Kendal — Badan Usaha Milik Desa Bersama (Bumdesma) Kecamatan Brangsong menuai sorotan. Sejumlah pihak menilai pendirian dan perencanaan Bumdesma tersebut tidak dilakukan secara matang, bahkan terkesan terburu-buru tanpa kajian yang komprehensif. Akibatnya, potensi manfaat ekonomi justru dibayangi oleh risiko pemborosan dana desa.
Informasi yang beredar menyebutkan bahwa setiap desa di Kecamatan Brangsong diduga dimintai iuran antara Rp50 juta hingga Rp100 juta sebagai modal penyertaan untuk Bumdesma. Padahal, belum ada kejelasan menyangkut rencana usaha, kelayakan bisnis, mekanisme pengelolaan, hingga transparansi keuangan.
Salah satu tokoh masyarakat yang enggan disebutkan namanya menyampaikan kekhawatirannya.
“Kalau perencanaan tidak jelas, lalu uang desa digunakan untuk usaha yang tidak pasti, ini sama saja membakar uang. Desa sudah susah payah menata keuangan, masa malah dibebani iuran tinggi tanpa kejelasan manfaatnya?” ujarnya.
Pakar tata kelola desa juga mengingatkan bahwa Bumdesma bukan sekadar formalitas kelembagaan, tetapi harus dilandasi oleh kajian potensi, analisis risiko, serta partisipasi aktif dari seluruh desa anggota. Jika tidak, keberadaannya justru berisiko menjadi beban, bukan solusi.
Hingga saat ini, belum ada penjelasan resmi dari pihak kecamatan maupun pengurus inisiator Bumdesma Brangsong mengenai rincian anggaran, model bisnis, atau skema pengelolaan keuntungan. Kondisi ini memunculkan spekulasi dan ketidakpercayaan dari masyarakat desa.

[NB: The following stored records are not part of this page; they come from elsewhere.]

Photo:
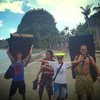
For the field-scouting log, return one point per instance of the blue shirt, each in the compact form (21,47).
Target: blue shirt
(18,71)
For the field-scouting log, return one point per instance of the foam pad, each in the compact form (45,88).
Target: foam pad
(74,47)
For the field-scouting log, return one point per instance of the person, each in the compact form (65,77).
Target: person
(60,82)
(84,83)
(18,78)
(46,77)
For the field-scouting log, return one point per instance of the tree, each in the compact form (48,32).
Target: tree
(97,9)
(86,12)
(41,24)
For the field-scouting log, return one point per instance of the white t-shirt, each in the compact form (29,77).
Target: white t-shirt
(61,77)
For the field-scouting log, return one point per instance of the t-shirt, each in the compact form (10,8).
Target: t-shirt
(18,71)
(61,77)
(47,73)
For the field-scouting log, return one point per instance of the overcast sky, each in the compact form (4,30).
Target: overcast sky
(65,12)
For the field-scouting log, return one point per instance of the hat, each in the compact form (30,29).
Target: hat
(59,54)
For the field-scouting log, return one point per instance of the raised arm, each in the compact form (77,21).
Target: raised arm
(94,65)
(9,55)
(28,57)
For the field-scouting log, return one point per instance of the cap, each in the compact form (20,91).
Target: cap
(59,54)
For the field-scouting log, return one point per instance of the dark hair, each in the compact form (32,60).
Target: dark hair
(83,45)
(51,52)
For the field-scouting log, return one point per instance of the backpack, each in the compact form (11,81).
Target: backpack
(93,72)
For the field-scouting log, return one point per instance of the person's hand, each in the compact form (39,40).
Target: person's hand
(30,52)
(8,50)
(44,66)
(98,78)
(37,77)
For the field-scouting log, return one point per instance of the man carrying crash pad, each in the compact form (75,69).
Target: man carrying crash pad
(84,82)
(60,79)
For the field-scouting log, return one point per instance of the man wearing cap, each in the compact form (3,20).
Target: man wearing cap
(60,82)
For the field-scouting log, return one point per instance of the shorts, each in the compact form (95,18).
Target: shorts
(46,83)
(20,85)
(84,84)
(60,90)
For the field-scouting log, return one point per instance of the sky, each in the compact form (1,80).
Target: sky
(67,13)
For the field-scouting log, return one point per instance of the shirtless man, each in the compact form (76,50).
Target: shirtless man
(84,83)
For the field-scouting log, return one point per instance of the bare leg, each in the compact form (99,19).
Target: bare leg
(40,96)
(23,97)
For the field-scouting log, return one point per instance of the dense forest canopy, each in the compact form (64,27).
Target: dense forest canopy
(42,25)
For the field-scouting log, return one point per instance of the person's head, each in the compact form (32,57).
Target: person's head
(59,57)
(49,54)
(83,49)
(19,55)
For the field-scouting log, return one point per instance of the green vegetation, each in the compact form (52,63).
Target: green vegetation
(42,25)
(3,44)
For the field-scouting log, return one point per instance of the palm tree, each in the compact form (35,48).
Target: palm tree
(86,12)
(97,9)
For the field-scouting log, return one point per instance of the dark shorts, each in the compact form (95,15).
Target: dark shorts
(20,85)
(46,83)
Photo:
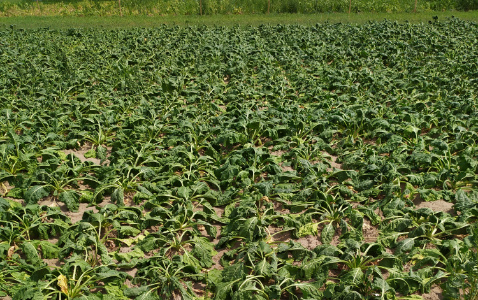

Masyarakat dan pemerintah desa diharapkan bisa lebih kritis dalam menyikapi pembentukan Bumdesma ini. Transparansi, akuntabilitas, serta partisipasi aktif dari seluruh unsur masyarakat menjadi kunci agar Bumdesma tidak sekadar menjadi proyek sesaat, tetapi benar-benar bisa menjadi motor penggerak ekonomi desa yang berkelanjutan.